About 2/3 of the population in the world meet challenges every single day, and some have to face challenges without having money. Now I have decided to tell you about my experience with meeting a difficult challenge without having a cent in my pocket.
About 47 years ago, I had a 9 year old son named Sofian. He was just like the other boys in the courtyard, he liked to play outside all day long, liked to come up with some funny pranks and he hated to brush his teeth. But there was something that made him feel different in his mind. He felt like an outsider. He felt his friends were worth more than he was. Just because we were poor...
Sofian used to nag us terribly about going to school, every single day. Every time he came home from playing outside with his friends, I had to listen to things such as: “Mommy, I also want to go to school”, “Mommy, why can’t you get me an admission for school?” and “Mommy, why are we poor?!!”
I felt horrible. Especially the last sentence used to make me want to vomit. I felt so horrible because I didn’t have any answer for that question. I also thought about that sometimes. But someone once said: ‘A poor man is not he who is without a cent, but he who is without a dream’ but that was a kind of wrong in my situation because I did have a dream, but I also didn’t have a single cent in my pockets. Was I wrong or did I just not understand the quote? Because I am poor!
It’s not a shame to be poor. Poverty is like a punishment for a crime you didn’t commit. People just don’t get it! People used to laugh when Sofian shouted in the stores when we went to buy some cheap stuff, that he also wanted to go to school, wear a uniform and do home work like the other kids his age and I just stood there and watched him for a while, then felt sorry for him and said: “Sofian, I don’t have enough money to buy milk or cucumber, how can I obtain you an admission for school?”
Then we used to go back home quietly with the sound of unknown people laughing and making fun of us two buzzing in the back of the head.

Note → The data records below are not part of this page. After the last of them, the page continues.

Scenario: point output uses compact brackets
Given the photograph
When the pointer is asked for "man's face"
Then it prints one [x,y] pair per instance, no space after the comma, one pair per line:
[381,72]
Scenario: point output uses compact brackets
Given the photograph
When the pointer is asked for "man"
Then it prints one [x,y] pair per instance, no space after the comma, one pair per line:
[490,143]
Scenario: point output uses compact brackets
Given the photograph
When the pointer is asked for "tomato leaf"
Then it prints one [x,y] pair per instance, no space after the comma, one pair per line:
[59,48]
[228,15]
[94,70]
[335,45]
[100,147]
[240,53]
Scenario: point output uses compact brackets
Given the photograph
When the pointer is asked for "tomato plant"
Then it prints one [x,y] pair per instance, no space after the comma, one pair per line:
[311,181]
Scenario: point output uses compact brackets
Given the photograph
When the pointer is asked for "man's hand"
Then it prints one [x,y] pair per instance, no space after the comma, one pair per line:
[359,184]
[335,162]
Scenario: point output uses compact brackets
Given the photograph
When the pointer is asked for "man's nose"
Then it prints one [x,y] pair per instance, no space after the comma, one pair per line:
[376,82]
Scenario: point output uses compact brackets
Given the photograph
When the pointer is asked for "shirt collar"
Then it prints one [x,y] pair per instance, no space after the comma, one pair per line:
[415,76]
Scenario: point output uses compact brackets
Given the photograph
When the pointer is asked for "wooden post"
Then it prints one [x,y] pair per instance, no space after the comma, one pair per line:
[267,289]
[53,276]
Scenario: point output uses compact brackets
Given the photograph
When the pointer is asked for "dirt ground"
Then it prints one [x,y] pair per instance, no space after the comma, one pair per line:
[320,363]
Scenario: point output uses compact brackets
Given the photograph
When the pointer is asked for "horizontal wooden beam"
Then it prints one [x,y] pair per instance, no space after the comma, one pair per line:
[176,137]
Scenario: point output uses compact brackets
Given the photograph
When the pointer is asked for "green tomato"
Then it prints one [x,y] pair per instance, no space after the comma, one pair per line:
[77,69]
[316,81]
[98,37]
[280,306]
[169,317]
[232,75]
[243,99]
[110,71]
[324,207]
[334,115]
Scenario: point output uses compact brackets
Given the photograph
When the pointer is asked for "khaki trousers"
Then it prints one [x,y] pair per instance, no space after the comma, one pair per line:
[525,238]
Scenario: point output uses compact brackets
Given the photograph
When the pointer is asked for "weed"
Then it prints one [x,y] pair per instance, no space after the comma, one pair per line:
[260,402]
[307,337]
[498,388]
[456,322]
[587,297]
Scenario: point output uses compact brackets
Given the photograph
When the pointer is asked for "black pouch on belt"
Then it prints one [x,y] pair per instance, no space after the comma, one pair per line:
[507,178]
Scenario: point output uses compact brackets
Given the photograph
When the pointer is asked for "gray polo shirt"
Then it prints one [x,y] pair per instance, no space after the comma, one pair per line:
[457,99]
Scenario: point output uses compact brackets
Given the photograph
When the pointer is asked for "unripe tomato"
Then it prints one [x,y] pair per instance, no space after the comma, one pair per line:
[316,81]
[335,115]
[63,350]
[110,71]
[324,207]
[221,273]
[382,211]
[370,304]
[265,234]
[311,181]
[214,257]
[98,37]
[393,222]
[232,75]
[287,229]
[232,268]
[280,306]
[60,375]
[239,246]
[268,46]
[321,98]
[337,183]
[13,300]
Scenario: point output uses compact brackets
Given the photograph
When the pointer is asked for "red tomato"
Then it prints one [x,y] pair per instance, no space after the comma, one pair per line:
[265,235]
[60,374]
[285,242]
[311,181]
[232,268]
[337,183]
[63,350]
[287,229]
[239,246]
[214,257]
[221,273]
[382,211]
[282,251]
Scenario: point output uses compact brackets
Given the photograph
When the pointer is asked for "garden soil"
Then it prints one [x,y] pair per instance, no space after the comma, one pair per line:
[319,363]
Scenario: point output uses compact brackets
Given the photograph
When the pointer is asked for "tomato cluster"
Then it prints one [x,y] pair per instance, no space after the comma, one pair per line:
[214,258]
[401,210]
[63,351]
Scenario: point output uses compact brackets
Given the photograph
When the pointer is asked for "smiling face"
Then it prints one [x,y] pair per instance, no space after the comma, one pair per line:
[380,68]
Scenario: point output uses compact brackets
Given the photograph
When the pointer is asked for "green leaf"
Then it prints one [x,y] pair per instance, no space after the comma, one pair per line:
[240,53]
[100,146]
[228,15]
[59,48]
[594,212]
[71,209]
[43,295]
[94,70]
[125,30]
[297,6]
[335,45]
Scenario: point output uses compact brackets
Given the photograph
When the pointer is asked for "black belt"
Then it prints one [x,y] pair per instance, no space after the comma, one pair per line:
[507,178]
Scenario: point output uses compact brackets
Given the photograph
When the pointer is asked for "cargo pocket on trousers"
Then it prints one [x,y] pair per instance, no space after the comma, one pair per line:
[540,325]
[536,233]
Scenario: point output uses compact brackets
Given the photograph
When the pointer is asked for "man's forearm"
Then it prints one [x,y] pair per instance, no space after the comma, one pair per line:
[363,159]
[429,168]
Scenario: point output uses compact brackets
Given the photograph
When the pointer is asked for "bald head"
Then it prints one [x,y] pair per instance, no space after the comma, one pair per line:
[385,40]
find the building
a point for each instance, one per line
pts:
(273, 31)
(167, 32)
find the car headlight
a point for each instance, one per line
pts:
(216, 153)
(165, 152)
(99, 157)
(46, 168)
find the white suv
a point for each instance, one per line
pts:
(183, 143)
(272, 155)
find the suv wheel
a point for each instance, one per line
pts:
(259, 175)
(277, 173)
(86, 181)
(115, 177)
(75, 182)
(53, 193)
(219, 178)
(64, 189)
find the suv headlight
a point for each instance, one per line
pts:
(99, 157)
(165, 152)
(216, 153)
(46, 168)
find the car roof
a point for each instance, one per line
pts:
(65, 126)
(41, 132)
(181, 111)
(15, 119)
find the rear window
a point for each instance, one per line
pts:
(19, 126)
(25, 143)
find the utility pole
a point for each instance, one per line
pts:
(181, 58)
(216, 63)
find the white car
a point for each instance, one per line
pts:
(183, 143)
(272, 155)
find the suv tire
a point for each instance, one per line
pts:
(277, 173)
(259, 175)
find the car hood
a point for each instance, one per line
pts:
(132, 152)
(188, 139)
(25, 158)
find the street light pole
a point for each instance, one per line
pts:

And the noise used to wake me from my sleep, too.
I was not happy and I am not happy now either. I am very old now and Sofian... He is dead. Because of poverty, my dear son died at an early age. He didn’t make it. And I know it’s too late, but I regret not asking him why he wanted to go to school so much. Did he feel very different?
But then I think about a brave girl named Khadija Williams. She had a dream and she didn’t give up but struggled for her dream to come true. She didn’t lose faith and that’s how she reached so far. How can somebody believe that a girl who lived among prostitutes and drug dealers could graduate with high honors, and be accepted to more than 20 universities nationwide, just because she wanted to get an education?
Well, I am happy with the way I handled everything and I try not to think about what happened to Sofian, anymore. What is done is done and no one can ever change it.